I’m closing this celebration with another rocker, from a band I’ve come to really enjoy in the past few years since I first came across them. In a rather neat – if unintended – piece of symmetry I’m closing where I began, with a band from Atlanta, Georgia:

Blackberry Smoke, with Six Ways To Sunday, the opening track on their third album, The Whippoorwill, which was released in August 2012 and made #30 in the UK and #40 in the US, as well as some high placings in the more specialist charts. Again, they are a band I first heard on Bob Harris’s show, and I really like them. No pretensions, just good, honest southern country rock, and above all they are fun.

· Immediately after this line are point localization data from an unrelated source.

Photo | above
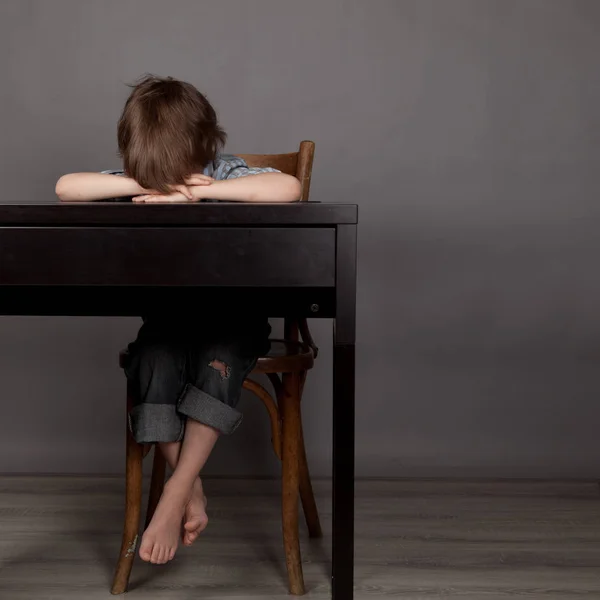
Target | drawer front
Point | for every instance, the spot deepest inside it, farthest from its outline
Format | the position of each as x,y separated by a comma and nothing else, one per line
190,256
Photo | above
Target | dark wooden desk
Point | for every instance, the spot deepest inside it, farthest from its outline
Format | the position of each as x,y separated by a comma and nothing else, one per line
125,259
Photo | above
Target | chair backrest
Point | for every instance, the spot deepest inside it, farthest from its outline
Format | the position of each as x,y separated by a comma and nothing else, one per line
298,164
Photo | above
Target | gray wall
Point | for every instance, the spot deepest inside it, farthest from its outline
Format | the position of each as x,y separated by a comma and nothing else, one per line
468,131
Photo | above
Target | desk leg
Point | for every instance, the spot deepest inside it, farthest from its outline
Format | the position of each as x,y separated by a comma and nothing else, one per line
343,415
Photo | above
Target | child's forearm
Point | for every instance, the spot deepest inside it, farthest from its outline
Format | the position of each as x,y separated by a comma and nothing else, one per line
265,187
87,187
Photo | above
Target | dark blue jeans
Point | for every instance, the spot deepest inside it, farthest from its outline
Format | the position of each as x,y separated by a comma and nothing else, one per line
182,370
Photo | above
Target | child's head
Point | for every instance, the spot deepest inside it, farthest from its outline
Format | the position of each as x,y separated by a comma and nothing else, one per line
168,130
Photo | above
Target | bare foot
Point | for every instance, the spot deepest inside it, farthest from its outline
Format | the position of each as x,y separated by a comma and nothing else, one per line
160,539
196,518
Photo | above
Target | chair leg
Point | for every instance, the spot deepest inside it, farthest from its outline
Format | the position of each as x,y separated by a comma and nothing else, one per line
307,495
157,483
290,409
133,506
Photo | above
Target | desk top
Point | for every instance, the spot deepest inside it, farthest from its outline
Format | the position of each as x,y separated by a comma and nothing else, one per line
302,214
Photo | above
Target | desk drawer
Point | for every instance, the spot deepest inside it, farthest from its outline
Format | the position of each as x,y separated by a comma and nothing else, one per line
169,256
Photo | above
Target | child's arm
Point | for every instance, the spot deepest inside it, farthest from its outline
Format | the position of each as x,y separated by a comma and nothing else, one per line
87,187
264,187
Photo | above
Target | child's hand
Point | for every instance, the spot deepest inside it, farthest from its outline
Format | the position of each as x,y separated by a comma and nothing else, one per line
174,197
198,179
195,179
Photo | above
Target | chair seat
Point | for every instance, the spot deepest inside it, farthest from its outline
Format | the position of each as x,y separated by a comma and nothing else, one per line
283,357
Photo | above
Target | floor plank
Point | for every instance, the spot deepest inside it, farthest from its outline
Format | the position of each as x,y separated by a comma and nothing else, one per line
415,539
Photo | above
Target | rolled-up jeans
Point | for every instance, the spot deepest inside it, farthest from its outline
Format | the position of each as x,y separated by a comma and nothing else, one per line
180,372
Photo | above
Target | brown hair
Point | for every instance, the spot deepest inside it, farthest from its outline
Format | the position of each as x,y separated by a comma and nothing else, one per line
168,130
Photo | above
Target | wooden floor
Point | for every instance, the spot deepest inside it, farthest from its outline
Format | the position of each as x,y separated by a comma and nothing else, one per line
59,538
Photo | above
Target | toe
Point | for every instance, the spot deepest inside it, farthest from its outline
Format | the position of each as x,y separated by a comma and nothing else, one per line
155,554
145,551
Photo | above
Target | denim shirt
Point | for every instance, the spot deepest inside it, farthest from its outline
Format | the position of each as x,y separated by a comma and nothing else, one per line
225,166
250,330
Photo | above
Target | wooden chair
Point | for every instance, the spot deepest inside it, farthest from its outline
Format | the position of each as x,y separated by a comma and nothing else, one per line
286,366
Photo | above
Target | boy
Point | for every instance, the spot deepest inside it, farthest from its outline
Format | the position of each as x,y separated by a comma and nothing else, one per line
188,369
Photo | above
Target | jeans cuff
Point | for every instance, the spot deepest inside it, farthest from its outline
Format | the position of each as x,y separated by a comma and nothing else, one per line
151,423
206,409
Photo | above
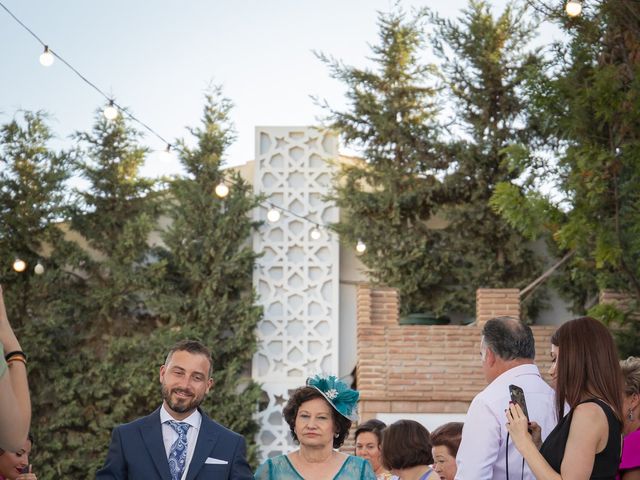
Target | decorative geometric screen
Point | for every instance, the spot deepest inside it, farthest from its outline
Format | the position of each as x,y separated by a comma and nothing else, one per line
297,278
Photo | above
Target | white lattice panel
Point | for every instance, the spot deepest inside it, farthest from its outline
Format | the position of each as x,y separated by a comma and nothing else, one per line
297,278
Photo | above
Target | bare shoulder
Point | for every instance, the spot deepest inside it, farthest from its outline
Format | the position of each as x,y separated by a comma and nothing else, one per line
590,424
591,411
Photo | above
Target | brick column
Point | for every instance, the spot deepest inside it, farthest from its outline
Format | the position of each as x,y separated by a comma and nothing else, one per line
496,302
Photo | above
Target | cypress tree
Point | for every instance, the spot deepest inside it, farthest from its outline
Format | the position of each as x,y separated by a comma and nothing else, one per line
589,108
488,69
388,199
208,291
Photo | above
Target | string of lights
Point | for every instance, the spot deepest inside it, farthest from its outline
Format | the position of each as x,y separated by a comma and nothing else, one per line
113,109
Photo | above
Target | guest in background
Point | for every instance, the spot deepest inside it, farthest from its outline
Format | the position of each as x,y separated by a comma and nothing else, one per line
15,465
630,464
586,443
15,403
368,446
319,416
445,441
406,451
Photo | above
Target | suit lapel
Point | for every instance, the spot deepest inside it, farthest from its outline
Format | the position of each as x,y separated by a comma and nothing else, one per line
207,438
151,431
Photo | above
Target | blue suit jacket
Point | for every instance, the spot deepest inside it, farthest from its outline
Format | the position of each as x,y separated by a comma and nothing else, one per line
137,453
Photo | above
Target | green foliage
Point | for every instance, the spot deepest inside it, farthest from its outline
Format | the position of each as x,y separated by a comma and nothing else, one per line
623,322
208,291
388,200
588,106
487,69
97,325
419,201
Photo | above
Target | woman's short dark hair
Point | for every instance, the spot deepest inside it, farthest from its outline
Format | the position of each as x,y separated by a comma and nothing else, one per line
374,426
448,435
406,444
304,394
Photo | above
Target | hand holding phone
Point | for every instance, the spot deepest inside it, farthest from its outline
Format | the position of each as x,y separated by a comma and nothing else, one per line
517,396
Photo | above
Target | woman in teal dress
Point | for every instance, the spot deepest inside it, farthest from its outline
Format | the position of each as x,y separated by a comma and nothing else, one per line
319,416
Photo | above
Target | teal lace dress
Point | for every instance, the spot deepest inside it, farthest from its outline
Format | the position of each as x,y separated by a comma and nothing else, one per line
280,468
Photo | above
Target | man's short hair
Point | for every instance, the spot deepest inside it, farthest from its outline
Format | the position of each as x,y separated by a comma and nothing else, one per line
193,347
509,338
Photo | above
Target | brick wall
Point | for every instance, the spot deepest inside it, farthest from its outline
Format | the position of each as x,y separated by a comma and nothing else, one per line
424,368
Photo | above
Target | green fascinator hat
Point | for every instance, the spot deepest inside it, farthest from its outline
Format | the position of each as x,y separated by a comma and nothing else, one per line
338,394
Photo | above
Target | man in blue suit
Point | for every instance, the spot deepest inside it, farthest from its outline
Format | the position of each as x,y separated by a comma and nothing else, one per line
178,441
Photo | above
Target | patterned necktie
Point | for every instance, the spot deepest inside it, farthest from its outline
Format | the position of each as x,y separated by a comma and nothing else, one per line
178,452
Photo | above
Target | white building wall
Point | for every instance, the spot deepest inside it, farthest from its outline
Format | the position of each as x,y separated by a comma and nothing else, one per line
297,278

That’s it for my little celebration. Will I still be doing this in another six years’ time? Who knows? I hope so, but the future is an unknown land – I might not still be here, and nor might any of us if Numpty has succeeded in blowing up the world by then. (I can be so cheerful sometimes, can’t I!) On a better note, I would like to thank everyone who has read, liked, commented on this and any of the previous 295 posts in this series. You are what keep me coming back for more, as there wouldn’t be much point in talking to myself, would there! I have another milestone to plan for in four weeks’ time, with some different themes in the meantime, so I hope to see you again for those, and for my other offerings.